Opposition parties are mad that Harper’s government has put forward a fiscal plan that (a) “offers no stimulus package to deal with the economic crisis” and (b) contains “a vow to scrap public subsidies for political parties that would financially cripple every party except the Tories.” So they are talking about bringing down the Harper government with a vote of non-confidence.
By putting this plan forward, Harper and the Conservatives* are betting that the opposition parties won’t dare force an election so soon after the last one, especially since the Liberals are still being led by lame duck Dion2. But it sounds like the opposition parties are saying “hey, wait a minute. There are more of us than there are of them. Coalition anyone?” Apparently3 if the opposition parties can form a coalition, they could take control of the government without an election.
The plan goes to a vote on Monday. Can the opposition parties form a viable coalition by then? Will the threat of his enemies uniting against him to take his job scare Stephen Harper into changing his plan? Stay tuned4!

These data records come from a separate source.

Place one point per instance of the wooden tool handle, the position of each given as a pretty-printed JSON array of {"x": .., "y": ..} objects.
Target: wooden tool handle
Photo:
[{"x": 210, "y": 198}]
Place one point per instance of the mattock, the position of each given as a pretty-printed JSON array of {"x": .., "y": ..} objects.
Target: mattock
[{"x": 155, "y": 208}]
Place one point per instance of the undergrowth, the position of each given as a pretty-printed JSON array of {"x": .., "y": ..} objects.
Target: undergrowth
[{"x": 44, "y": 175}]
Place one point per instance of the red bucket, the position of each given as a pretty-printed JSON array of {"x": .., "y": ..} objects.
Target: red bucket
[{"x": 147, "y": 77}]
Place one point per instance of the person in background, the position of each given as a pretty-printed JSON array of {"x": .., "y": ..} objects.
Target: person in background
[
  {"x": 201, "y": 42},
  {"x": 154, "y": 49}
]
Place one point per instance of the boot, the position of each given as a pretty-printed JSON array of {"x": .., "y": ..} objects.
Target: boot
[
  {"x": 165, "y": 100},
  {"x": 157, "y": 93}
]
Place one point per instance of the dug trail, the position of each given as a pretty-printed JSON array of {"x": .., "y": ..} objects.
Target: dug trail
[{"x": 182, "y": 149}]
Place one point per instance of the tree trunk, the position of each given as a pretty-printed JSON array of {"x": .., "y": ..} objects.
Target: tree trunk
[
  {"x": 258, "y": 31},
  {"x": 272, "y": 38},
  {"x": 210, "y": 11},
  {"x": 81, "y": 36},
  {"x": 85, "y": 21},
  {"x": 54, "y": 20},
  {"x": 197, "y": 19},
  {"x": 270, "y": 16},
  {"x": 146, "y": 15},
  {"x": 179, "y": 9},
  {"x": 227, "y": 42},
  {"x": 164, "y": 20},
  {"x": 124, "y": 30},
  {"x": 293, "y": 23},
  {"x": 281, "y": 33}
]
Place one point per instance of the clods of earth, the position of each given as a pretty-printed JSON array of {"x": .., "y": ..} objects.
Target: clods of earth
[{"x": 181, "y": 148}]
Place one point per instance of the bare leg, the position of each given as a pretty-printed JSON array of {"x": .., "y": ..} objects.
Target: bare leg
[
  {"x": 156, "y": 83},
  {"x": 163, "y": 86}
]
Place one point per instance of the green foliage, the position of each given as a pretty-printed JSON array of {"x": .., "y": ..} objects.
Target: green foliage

Update #1 (28 Nov 2008): I just read in the Vancouver Sun that Harper’s plan “limits public sector wage increases to 1.5%, with the right to strike suspended.” They are going to take away people’s right to strike? How is that even legal??
Update#2 (28 Nov 2008): The Vancouver Sun now has an article on their website saying “The Conservatives don’t plan on backing down from a controversial proposal to eliminate subsidies for federal political parties, but the government says the measure will not be part of a confidence vote on Monday.” This is really, really lame. They ARE backing down if they are making it not part of a confidence vote!! If they were to truly stand behind it, then why not leave it as a confidence vote??
1Props to Kalev for bringing this article to my attention!
2Apparently, “sources say former prime minister Jean Chretien has been approached for advice on how to massage Mr. Dion’s early exit.” Which is a little rich, given that Chrétien was “massaged” out of office himself.
3and I’m hoping Resident Historian and Chief Political Correspondent Sarah will pop by to explain to us exactly how this works
4Isn’t this way more fun that an system where the leader of the government only changes, predictably, every 4 years?